Bao Brian J, Kwon Ye In Christopher, Dunbar Emily G, Rollins Zachary, Patel Jay, Ambrosio Matthew, Bruno David A, Patel Vipul, Julliard Walker A, Kasirajan Vigneshwar, Hashmi Zubair A
Division of Cardiothoracic Surgery, Department of Surgery, Pauley Heart Center, Virginia Commonwealth University School of Medicine, Richmond, VA, USA.
Department of Biostatistics, Virginia Commonwealth University School of Population Health, Richmond, VA, USA.
Lung. 2025 Apr 25;203(1):57. doi: 10.1007/s00408-025-00811-9.
Combined lung-liver transplant (CLLT) is a complex yet life-saving procedure for patients with simultaneous end-stage lung and liver disease. Given the geographical allocation change to the lung allocation score (LAS) in 2017 and the recent SARS-CoV-2 outbreak in 2019, we aim to provide an updated analysis of the patient selection and outcomes of CLLTs.
The UNOS registry was used to identify all patients who underwent CLLT between January 2014 and June 2023. To account for the changes made to LAS in 2017, baseline characteristics and outcomes were compared between era 1 (before 2017) and era 2 (after 2017). Risk factors for mortality were analyzed using the Cox regression hazard models. Recipient survival of up to 3 years was analyzed using the Kaplan-Meier method.

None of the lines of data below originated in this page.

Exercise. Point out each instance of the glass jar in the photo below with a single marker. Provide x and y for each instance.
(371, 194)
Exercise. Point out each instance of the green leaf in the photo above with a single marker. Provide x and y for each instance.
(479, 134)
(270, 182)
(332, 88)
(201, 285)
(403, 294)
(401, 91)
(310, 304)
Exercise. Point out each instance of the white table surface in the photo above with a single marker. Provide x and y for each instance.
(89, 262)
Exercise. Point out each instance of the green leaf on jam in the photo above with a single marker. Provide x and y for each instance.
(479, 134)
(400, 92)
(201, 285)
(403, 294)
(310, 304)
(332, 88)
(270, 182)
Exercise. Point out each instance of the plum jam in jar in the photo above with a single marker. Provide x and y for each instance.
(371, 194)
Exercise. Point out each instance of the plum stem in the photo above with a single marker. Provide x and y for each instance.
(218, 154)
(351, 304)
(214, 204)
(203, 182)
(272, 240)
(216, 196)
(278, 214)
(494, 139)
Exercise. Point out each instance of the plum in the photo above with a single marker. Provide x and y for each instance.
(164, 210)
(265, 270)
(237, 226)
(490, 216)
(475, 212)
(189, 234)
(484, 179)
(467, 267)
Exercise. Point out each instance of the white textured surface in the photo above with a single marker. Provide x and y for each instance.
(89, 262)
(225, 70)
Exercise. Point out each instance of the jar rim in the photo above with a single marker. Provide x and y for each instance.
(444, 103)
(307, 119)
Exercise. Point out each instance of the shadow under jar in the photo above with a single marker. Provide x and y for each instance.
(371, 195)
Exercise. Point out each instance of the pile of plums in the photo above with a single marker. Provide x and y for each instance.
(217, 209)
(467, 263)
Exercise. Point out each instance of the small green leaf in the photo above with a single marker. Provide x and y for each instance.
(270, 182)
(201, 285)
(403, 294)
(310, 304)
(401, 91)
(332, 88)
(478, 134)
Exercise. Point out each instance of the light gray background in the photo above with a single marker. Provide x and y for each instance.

117 CLLTs were performed (77.8% in era 2). Donor organs experienced significantly longer ischemic times (p = 0.039) and traveled longer distances (p = 0.025) in era 2. However, recipient (p = 0.79) and graft (p = 0.41) survival remained comparable at up to 3 years post-transplant between eras. CLLTs demonstrated similar long-term survival to isolated lung transplants (p = 0.73). Higher recipient LAS was associated with an increased mortality risk (HR 1.14, p = 0.034). Recipient diagnosis of idiopathic pulmonary fibrosis carried a 5.03-fold risk of mortality (p = 0.048) compared to those with cystic fibrosis.
In the post-2017 LAS change era, CLLTs are increasingly performed with comparable outcomes to isolated lung transplants. A careful, multidisciplinary approach to patient selection and management remains paramount to optimizing outcomes for this rare patient population.
联合肺肝移植(CLLT)对于同时患有终末期肺病和肝病的患者而言,是一项复杂但能挽救生命的手术。鉴于2017年肺分配评分(LAS)的地理分配变化以及2019年近期的新冠疫情爆发,我们旨在对CLLT的患者选择和治疗结果进行更新分析。
利用器官共享联合网络(UNOS)登记系统,确定2014年1月至2023年6月期间接受CLLT的所有患者。为了考虑2017年LAS的变化,对第1阶段(2017年之前)和第2阶段(2017年之后)的基线特征和治疗结果进行了比较。使用Cox回归风险模型分析死亡风险因素。采用Kaplan-Meier方法分析长达3年的受者生存率。
共进行了117例CLLT(第2阶段占77.8%)。在第2阶段,供体器官的缺血时间显著延长(p = 0.039),运输距离更远(p = 0.025)。然而,不同阶段之间,移植后长达3年的受者(p = 0.79)和移植物(p = 0.41)生存率仍相当。CLLT的长期生存率与单纯肺移植相似(p = 0.73)。较高的受者LAS与死亡风险增加相关(风险比1.14,p = 0.034)。与囊性纤维化患者相比,受者诊断为特发性肺纤维化的死亡风险高5.03倍(p = 0.048)。
在2017年LAS变化后的时代,CLLT的实施越来越多,其结果与单纯肺移植相当。对于这一罕见患者群体,采用谨慎的多学科方法进行患者选择和管理对于优化治疗结果仍然至关重要。